Les Romains, fort portés à adopter tous les dieux étrangers, avec lesquels ils faisaient connaissance, voyant que les Carthaginois donnaient à leur Baal le titre et l'éloge de Heir-coul, en ont fait leur exclamation, me Hercle ! et me Hercule ! et même leur Hercule ; et de-là est venu que celui que les Tyriens, et leurs enfants les Carthaginois, appelaient Bahal, les Latins l'ont appelé Hercules.
Saturn. lib. I. cap. xx. Macrobe parait être dans l'idée qu'Hercule était le soleil, lorsque faisant uniquement attention à l'étymologie grecque, il dit : et revera Herculem solem esse, vel res nomine claret ; Hercules enim quid aliud est nisi heras, id est, aeris cleos, id est gloria. Il ajoute plusieurs raisons très-fortes pour prouver la même thèse, c'est qu'Hercule est le soleil. Les douze travaux d'Hercule n'auraient-ils point été inventés sur les douze constellations du zodiaque, que le soleil parcourt tous les ans ? Le célèbre Vossius a mis dans le plus grand jour ce système, qu'Hercule est le soleil, vraisemblablement adoré à Palmyre sous le nom de Malachbelus ; le soleil y avait un temple très-fameux.
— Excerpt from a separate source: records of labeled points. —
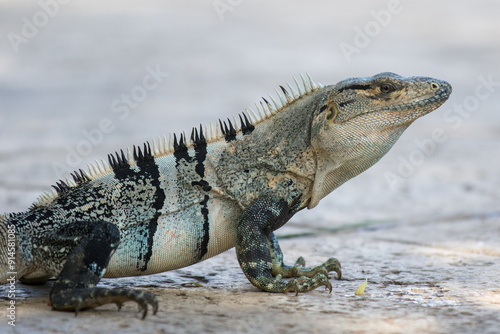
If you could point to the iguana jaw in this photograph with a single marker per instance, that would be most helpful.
(353, 139)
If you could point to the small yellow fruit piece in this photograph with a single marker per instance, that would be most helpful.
(361, 289)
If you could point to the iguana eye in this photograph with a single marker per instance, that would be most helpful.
(386, 88)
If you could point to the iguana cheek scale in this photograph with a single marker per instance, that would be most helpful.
(178, 200)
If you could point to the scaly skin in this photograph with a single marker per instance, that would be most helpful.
(175, 203)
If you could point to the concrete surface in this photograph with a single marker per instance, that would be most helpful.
(423, 225)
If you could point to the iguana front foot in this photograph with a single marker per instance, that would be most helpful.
(87, 298)
(299, 269)
(260, 256)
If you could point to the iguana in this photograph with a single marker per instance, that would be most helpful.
(178, 201)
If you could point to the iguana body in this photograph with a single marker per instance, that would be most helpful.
(181, 201)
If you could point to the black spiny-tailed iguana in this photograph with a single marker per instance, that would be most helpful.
(177, 202)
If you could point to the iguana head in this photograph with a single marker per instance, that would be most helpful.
(361, 119)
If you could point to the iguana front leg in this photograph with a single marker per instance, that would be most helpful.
(260, 256)
(75, 290)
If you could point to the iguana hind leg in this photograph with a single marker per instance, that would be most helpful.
(260, 256)
(75, 290)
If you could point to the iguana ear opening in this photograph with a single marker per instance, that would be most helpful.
(324, 183)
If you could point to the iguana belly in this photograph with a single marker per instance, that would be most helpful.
(181, 238)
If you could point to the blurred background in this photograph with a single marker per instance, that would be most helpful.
(81, 79)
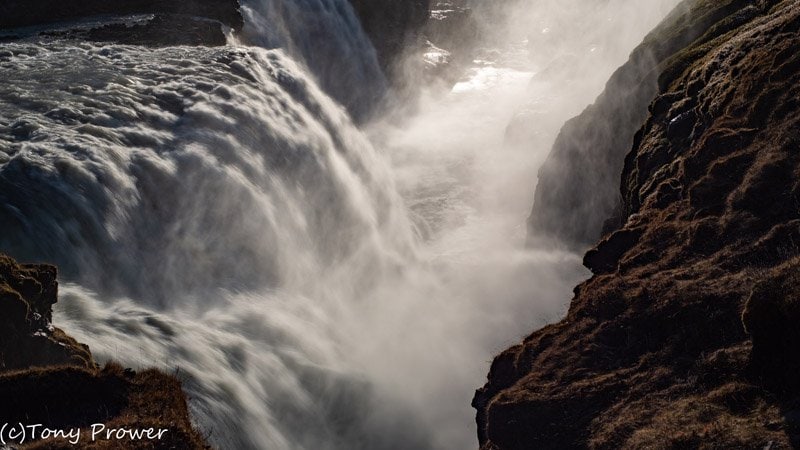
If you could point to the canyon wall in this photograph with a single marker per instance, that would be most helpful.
(686, 336)
(46, 377)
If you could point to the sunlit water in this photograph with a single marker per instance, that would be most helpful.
(316, 286)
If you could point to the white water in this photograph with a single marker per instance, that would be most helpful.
(216, 214)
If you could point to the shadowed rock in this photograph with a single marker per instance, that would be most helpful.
(22, 13)
(686, 337)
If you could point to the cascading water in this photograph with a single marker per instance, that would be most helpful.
(327, 37)
(215, 213)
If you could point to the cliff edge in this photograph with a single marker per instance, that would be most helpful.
(686, 336)
(48, 378)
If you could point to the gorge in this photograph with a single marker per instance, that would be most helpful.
(309, 215)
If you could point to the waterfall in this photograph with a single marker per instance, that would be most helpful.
(216, 213)
(327, 37)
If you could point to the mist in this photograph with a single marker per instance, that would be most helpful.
(316, 284)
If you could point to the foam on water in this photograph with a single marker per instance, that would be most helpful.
(215, 213)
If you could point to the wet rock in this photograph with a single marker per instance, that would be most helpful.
(23, 13)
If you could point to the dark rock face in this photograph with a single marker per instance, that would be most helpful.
(573, 209)
(391, 25)
(687, 336)
(27, 295)
(162, 30)
(48, 378)
(21, 13)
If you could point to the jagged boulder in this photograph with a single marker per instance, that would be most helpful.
(48, 378)
(578, 189)
(27, 294)
(686, 337)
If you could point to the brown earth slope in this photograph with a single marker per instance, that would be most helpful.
(48, 378)
(687, 336)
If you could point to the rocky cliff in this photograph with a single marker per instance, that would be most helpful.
(48, 378)
(21, 13)
(686, 336)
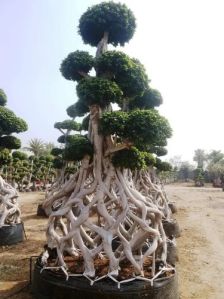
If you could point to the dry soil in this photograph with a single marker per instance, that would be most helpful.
(200, 247)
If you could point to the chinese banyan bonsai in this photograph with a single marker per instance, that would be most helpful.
(105, 226)
(11, 229)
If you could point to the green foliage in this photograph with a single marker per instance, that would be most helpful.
(150, 99)
(10, 123)
(113, 123)
(3, 98)
(150, 160)
(77, 109)
(58, 163)
(162, 165)
(147, 126)
(20, 155)
(114, 18)
(200, 157)
(56, 151)
(129, 74)
(10, 142)
(158, 150)
(85, 123)
(36, 146)
(139, 126)
(76, 62)
(77, 147)
(61, 139)
(68, 124)
(129, 158)
(5, 157)
(98, 91)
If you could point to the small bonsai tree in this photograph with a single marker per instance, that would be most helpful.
(9, 124)
(108, 210)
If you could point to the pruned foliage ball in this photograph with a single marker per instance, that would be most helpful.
(129, 74)
(147, 126)
(3, 98)
(20, 155)
(129, 158)
(58, 163)
(151, 98)
(10, 123)
(162, 165)
(77, 109)
(75, 64)
(56, 151)
(85, 123)
(67, 124)
(98, 91)
(114, 18)
(150, 160)
(10, 142)
(77, 147)
(113, 123)
(141, 127)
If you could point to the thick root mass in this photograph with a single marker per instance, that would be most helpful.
(110, 220)
(9, 208)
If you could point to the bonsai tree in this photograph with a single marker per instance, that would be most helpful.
(106, 210)
(9, 124)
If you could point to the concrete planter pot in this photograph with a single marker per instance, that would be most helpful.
(11, 234)
(49, 285)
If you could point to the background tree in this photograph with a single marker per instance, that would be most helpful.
(200, 158)
(112, 182)
(9, 124)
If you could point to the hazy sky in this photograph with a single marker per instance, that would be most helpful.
(180, 42)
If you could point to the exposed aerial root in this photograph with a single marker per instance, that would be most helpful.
(9, 208)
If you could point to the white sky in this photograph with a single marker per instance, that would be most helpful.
(180, 42)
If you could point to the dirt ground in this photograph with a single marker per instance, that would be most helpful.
(200, 247)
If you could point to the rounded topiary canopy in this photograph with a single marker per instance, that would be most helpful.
(162, 165)
(141, 127)
(98, 91)
(10, 142)
(114, 18)
(3, 98)
(77, 109)
(75, 64)
(128, 73)
(151, 98)
(67, 124)
(56, 151)
(129, 158)
(10, 123)
(20, 155)
(77, 147)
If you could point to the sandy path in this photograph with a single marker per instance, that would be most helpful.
(201, 246)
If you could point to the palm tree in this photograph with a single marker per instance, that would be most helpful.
(200, 157)
(36, 146)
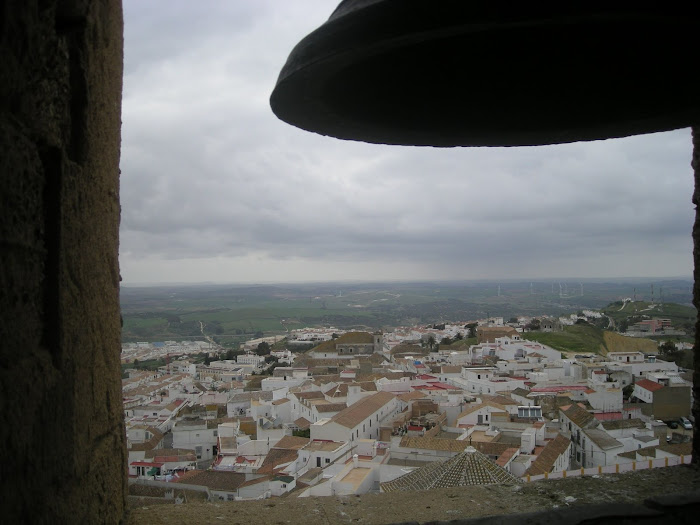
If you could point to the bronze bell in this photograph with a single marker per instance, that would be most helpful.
(459, 73)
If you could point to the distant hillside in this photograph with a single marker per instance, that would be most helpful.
(586, 338)
(620, 343)
(629, 312)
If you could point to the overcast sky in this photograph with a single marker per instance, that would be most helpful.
(215, 188)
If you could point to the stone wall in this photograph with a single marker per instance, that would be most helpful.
(61, 428)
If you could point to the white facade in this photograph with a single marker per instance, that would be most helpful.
(195, 436)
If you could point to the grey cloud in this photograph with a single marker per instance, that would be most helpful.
(208, 171)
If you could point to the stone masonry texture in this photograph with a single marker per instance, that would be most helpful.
(61, 428)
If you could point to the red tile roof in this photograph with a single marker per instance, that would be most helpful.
(649, 385)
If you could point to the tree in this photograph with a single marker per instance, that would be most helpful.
(533, 325)
(667, 347)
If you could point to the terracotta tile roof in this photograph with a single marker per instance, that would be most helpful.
(413, 394)
(504, 458)
(316, 394)
(302, 423)
(355, 414)
(477, 406)
(258, 395)
(441, 444)
(331, 407)
(275, 458)
(367, 386)
(601, 438)
(156, 438)
(677, 449)
(549, 455)
(619, 424)
(470, 467)
(501, 400)
(646, 384)
(169, 452)
(292, 442)
(580, 416)
(520, 392)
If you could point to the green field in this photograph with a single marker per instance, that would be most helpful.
(579, 338)
(234, 313)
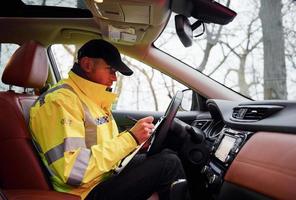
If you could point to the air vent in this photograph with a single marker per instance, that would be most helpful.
(254, 112)
(201, 124)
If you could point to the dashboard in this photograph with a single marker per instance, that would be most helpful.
(252, 149)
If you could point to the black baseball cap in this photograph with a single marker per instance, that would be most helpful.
(99, 48)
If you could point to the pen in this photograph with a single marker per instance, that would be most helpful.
(132, 119)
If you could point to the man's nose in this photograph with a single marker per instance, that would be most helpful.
(114, 76)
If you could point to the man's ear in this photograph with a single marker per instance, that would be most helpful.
(86, 64)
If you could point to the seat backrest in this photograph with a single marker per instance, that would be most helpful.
(20, 166)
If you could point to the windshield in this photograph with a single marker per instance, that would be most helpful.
(254, 60)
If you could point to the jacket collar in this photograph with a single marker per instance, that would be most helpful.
(94, 91)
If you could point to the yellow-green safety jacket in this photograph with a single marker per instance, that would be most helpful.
(77, 136)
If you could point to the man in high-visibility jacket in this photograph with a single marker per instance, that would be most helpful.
(78, 139)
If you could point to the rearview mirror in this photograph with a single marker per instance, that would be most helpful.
(183, 29)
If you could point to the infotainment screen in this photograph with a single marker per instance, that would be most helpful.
(225, 147)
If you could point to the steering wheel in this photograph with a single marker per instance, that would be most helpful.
(164, 123)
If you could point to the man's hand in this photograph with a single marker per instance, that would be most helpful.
(143, 129)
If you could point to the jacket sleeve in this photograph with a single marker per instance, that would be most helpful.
(61, 134)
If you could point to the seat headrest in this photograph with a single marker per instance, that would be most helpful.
(27, 67)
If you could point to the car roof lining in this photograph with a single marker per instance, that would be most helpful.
(16, 8)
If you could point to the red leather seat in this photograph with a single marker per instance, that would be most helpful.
(21, 173)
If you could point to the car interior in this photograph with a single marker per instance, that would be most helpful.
(231, 146)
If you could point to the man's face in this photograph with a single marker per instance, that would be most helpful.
(100, 72)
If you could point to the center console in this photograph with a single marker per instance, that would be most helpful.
(224, 150)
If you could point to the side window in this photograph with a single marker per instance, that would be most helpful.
(146, 90)
(6, 51)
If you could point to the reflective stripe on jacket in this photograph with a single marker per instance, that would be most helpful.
(79, 140)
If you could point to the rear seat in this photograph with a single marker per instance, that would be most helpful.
(22, 175)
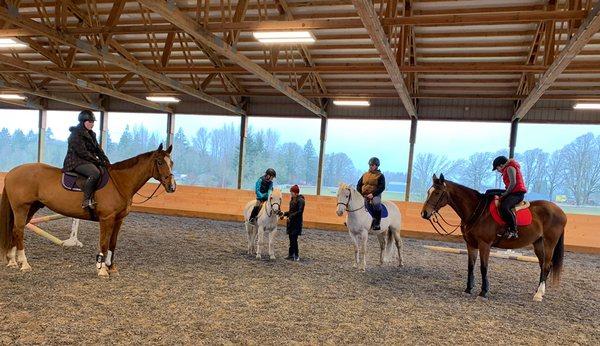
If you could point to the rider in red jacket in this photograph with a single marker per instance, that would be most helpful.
(514, 194)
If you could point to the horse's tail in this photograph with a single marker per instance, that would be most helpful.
(6, 225)
(389, 244)
(557, 258)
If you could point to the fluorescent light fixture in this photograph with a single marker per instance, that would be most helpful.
(352, 103)
(12, 97)
(163, 99)
(587, 106)
(284, 36)
(10, 43)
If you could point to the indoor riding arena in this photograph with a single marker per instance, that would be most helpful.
(300, 172)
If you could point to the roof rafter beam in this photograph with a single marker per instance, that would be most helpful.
(586, 31)
(14, 18)
(51, 96)
(373, 25)
(172, 14)
(80, 82)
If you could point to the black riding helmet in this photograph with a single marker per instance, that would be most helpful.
(374, 161)
(500, 160)
(271, 172)
(86, 115)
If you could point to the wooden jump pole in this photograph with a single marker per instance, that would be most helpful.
(72, 241)
(493, 254)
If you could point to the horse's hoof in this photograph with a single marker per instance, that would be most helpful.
(102, 272)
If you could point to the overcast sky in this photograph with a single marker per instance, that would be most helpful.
(359, 139)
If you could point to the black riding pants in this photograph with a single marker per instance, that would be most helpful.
(506, 204)
(92, 173)
(293, 252)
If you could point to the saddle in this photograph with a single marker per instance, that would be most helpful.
(521, 211)
(370, 210)
(74, 182)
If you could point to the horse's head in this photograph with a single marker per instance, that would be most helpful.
(275, 200)
(344, 195)
(437, 197)
(163, 168)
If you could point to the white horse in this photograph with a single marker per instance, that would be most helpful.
(266, 220)
(358, 221)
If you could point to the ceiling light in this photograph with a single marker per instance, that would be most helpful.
(587, 106)
(353, 103)
(12, 97)
(10, 43)
(284, 36)
(163, 99)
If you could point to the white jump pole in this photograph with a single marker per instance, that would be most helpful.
(72, 241)
(493, 254)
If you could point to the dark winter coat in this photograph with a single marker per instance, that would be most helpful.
(83, 148)
(294, 223)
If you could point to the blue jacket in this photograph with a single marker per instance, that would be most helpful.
(263, 188)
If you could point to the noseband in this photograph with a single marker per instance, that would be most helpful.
(348, 203)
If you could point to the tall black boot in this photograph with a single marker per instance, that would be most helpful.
(376, 220)
(253, 214)
(512, 227)
(88, 192)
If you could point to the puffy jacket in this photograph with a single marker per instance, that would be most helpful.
(262, 188)
(519, 184)
(83, 148)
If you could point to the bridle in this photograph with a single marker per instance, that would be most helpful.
(435, 214)
(347, 204)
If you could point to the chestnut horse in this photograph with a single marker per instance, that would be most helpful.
(546, 231)
(32, 186)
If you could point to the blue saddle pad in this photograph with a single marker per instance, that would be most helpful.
(369, 208)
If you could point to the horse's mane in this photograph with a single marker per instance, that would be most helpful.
(131, 162)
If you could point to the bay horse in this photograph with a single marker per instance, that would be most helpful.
(479, 230)
(32, 186)
(266, 220)
(358, 221)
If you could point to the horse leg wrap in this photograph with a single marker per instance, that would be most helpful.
(109, 258)
(99, 260)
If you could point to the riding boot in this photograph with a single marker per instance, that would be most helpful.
(511, 229)
(88, 192)
(376, 220)
(511, 232)
(253, 214)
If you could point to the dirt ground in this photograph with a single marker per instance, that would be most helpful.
(189, 281)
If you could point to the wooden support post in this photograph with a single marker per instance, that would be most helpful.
(170, 129)
(42, 134)
(411, 151)
(514, 125)
(243, 136)
(323, 138)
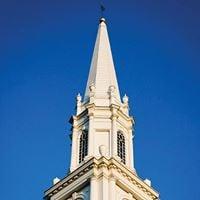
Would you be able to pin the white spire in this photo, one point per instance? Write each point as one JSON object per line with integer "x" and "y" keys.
{"x": 102, "y": 72}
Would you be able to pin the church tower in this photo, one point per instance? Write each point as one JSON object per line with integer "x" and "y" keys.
{"x": 102, "y": 158}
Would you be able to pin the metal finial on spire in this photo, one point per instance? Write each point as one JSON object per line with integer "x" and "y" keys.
{"x": 102, "y": 9}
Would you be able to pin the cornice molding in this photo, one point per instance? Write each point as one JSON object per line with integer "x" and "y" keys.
{"x": 102, "y": 164}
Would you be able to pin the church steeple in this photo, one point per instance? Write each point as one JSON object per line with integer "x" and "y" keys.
{"x": 102, "y": 121}
{"x": 102, "y": 74}
{"x": 102, "y": 154}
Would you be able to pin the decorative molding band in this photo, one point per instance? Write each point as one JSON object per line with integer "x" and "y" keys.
{"x": 102, "y": 163}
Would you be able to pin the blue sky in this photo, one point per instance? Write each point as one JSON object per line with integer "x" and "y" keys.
{"x": 45, "y": 53}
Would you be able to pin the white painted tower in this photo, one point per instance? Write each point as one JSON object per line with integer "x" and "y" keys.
{"x": 102, "y": 158}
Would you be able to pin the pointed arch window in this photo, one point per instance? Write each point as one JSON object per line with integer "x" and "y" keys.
{"x": 83, "y": 145}
{"x": 121, "y": 150}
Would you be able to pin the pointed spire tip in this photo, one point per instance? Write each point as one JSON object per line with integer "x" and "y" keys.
{"x": 102, "y": 20}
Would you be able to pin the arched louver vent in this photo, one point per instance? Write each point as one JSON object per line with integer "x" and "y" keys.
{"x": 83, "y": 145}
{"x": 121, "y": 150}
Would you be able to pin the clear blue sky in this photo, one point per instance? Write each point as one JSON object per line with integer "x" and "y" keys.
{"x": 45, "y": 53}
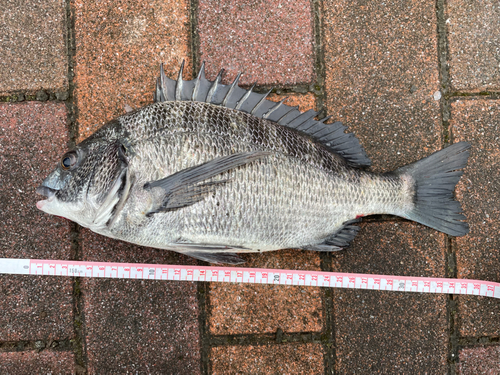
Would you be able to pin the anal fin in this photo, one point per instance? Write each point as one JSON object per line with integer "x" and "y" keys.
{"x": 210, "y": 253}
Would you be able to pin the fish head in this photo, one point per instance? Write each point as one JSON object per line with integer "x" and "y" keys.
{"x": 86, "y": 183}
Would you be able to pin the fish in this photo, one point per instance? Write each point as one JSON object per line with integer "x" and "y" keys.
{"x": 211, "y": 170}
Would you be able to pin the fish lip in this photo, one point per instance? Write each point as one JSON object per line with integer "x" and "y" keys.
{"x": 49, "y": 193}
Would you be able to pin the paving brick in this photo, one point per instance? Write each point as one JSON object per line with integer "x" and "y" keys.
{"x": 391, "y": 332}
{"x": 476, "y": 121}
{"x": 33, "y": 46}
{"x": 304, "y": 101}
{"x": 268, "y": 359}
{"x": 37, "y": 363}
{"x": 144, "y": 326}
{"x": 32, "y": 139}
{"x": 475, "y": 361}
{"x": 246, "y": 308}
{"x": 119, "y": 47}
{"x": 474, "y": 39}
{"x": 382, "y": 74}
{"x": 271, "y": 42}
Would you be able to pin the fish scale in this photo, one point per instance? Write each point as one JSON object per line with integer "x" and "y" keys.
{"x": 202, "y": 171}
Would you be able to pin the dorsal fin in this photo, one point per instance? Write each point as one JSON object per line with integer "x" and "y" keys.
{"x": 200, "y": 89}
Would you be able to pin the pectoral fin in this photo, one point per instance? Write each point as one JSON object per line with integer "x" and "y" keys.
{"x": 187, "y": 186}
{"x": 339, "y": 240}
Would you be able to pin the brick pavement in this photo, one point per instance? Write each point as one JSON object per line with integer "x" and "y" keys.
{"x": 407, "y": 77}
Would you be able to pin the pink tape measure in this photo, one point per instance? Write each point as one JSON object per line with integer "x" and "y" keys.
{"x": 248, "y": 276}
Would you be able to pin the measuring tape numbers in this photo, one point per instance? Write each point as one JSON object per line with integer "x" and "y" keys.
{"x": 112, "y": 270}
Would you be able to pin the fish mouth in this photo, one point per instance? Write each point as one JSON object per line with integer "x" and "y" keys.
{"x": 49, "y": 193}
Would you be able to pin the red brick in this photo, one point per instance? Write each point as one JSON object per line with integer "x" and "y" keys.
{"x": 119, "y": 47}
{"x": 474, "y": 37}
{"x": 145, "y": 326}
{"x": 476, "y": 121}
{"x": 479, "y": 361}
{"x": 271, "y": 42}
{"x": 304, "y": 101}
{"x": 33, "y": 136}
{"x": 246, "y": 308}
{"x": 33, "y": 52}
{"x": 37, "y": 363}
{"x": 390, "y": 332}
{"x": 381, "y": 74}
{"x": 268, "y": 359}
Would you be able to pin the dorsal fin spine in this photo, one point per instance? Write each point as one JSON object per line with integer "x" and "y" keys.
{"x": 332, "y": 136}
{"x": 262, "y": 100}
{"x": 244, "y": 97}
{"x": 163, "y": 83}
{"x": 213, "y": 88}
{"x": 231, "y": 89}
{"x": 178, "y": 85}
{"x": 201, "y": 75}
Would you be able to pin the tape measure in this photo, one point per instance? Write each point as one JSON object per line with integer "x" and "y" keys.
{"x": 112, "y": 270}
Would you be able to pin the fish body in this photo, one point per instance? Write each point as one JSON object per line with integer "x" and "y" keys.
{"x": 210, "y": 179}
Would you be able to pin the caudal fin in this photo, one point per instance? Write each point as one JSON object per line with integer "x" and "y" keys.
{"x": 435, "y": 178}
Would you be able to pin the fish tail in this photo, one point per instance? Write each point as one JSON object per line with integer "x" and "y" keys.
{"x": 434, "y": 180}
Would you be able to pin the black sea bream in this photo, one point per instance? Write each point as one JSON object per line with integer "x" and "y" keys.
{"x": 210, "y": 170}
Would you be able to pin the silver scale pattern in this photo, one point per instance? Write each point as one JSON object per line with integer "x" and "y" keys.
{"x": 298, "y": 196}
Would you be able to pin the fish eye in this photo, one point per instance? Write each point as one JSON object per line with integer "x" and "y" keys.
{"x": 69, "y": 160}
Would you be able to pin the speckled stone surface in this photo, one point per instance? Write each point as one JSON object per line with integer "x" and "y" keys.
{"x": 271, "y": 42}
{"x": 32, "y": 138}
{"x": 474, "y": 40}
{"x": 119, "y": 48}
{"x": 478, "y": 256}
{"x": 33, "y": 56}
{"x": 481, "y": 360}
{"x": 138, "y": 325}
{"x": 381, "y": 76}
{"x": 246, "y": 308}
{"x": 268, "y": 359}
{"x": 391, "y": 332}
{"x": 31, "y": 362}
{"x": 304, "y": 101}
Guillaume Hallifax, gentilhomme anglais, a examiné avec soin les ruines superbes de ce somptueux édifice : on peut voir la description magnifique qu'il en a faite dans les Transactions philosophiques en l'année 1695. Deux gentilshommes de la même nation, ayant avec eux un peintre fort habile, ont entrepris le voyage de Palmyre, et ont donné au public, depuis quelques années, les planches gravées de ce qui reste du superbe temple du soleil ; ce qui annonce un bâtiment plus grand, plus magnifique, qu'on n'aurait dû l'attendre du siècle dans lequel il fut élevé, et mieux entendu qu'on ne pouvait l'espérer des mains barbares qui y travaillèrent.